A day after a shallow quake killed 250 people and levelled three small towns, a 4.3 magnitude aftershock sent up plumes of thick grey dust in the hard-hit town of Amatrice. The aftershock crumbled already cracked buildings, prompted authorities to close roads and sent another person to the hospital.

It was only one of the more than 470 temblors that have followed Wednesday's pre-dawn quake.

Firefighters and rescue crews using sniffer dogs worked in teams around the hard-hit areas in central Italy, pulling chunks of cement, rock and metal from mounds of rubble where homes once stood. Rescuers refused to say when their work would shift from saving lives to recovering bodies, noting that one person was pulled alive from the rubble 72 hours after the 2009 quake in the Italian town of L'Aquila.

"We will work relentlessly until the last person is found, and make sure no one is trapped," said Lorenzo Botti, a rescue team spokesman.

Worst affected by the quake were the tiny towns of Amatrice and Accumoli near Rieti, 100 kilometres northeast of Rome, and Pescara del Tronto, 25 kilometres further to the east.

Many were left homeless by the scale of the destruction, their homes and apartments declared uninhabitable.
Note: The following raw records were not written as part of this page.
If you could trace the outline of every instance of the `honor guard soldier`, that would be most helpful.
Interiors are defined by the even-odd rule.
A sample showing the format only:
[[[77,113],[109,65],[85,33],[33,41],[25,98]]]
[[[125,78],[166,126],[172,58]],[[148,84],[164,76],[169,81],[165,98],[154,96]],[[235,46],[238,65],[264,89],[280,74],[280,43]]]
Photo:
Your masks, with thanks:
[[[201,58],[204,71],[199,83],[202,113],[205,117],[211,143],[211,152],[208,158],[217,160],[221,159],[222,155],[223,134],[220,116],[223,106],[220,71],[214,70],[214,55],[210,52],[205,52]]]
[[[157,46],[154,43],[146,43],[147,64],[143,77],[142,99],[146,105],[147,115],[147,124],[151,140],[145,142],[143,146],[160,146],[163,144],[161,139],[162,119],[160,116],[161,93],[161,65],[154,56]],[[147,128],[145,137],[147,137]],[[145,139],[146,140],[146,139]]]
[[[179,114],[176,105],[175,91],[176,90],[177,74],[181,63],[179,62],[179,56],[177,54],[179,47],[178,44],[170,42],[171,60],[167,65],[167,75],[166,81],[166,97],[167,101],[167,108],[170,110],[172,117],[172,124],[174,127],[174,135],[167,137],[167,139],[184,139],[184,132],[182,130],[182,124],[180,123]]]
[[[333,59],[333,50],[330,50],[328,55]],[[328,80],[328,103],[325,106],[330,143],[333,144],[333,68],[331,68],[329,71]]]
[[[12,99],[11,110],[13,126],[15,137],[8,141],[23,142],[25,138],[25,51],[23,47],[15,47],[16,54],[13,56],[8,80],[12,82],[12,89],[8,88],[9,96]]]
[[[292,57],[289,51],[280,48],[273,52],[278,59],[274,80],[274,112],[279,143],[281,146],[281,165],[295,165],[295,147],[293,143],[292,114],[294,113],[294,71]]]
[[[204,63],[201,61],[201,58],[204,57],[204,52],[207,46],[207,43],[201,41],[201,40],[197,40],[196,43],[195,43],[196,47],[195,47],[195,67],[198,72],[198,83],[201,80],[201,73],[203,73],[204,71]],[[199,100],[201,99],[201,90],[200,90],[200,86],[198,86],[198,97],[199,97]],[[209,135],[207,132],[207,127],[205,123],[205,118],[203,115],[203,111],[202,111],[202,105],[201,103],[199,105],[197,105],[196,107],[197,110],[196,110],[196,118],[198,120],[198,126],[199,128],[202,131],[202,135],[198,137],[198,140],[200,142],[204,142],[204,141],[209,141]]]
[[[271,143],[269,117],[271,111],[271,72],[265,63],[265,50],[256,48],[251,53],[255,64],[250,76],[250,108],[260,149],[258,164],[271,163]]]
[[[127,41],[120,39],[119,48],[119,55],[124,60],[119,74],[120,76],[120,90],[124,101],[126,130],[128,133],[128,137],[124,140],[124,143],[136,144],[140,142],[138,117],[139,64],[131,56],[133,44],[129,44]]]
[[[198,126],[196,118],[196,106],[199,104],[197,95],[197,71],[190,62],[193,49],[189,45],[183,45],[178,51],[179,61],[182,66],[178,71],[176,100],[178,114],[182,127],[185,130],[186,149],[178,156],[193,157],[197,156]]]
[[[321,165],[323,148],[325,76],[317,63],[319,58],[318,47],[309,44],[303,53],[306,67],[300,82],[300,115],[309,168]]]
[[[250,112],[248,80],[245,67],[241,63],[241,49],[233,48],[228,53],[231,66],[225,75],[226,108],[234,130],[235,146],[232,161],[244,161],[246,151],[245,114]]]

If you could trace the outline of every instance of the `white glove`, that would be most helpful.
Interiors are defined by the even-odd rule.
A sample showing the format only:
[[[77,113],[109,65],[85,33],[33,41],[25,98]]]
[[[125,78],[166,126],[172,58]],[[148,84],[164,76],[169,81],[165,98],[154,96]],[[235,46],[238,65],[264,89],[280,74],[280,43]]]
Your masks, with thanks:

Some survivors, escorted by firefighters were allowed to go back inside homes briefly Thursday to get essential necessities for what will surely be an extended absence.

"Last night we slept in the car. Tonight, I don't know," said Nello Caffini as he carried his sister-in-law's belongings on his head after being allowed to go quickly into her home in Pescara del Tronto.

Italy's civil protection agency said the death toll had risen to 250 Thursday afternoon with at least 365 others hospitalized. Most of the dead — 184 — were in Amatrice. A Spaniard and five Romanians were among the dead, according to their governments.

There was no clear estimate of the missing, since the rustic area was packed with summer vacationers ahead of a popular Italian food festival this weekend. The Romanian government alone said 11 of its citizens were missing.

As the search effort continued, the soul-searching began.

Italy, which has the highest seismic hazard in Western Europe, also has thousands of picturesque medieval villages with old buildings that do not have to conform to the country's anti-seismic building codes. Making matters worse, those codes often aren't applied even when new buildings are built.

Some experts estimate that 70 per cent of Italy's buildings aren't built to anti-seismic standards, though not all are in high-risk areas. After every major quake, proposals are made to improve, but they often languish in Italy's thick bureaucracy and chronic funding shortages.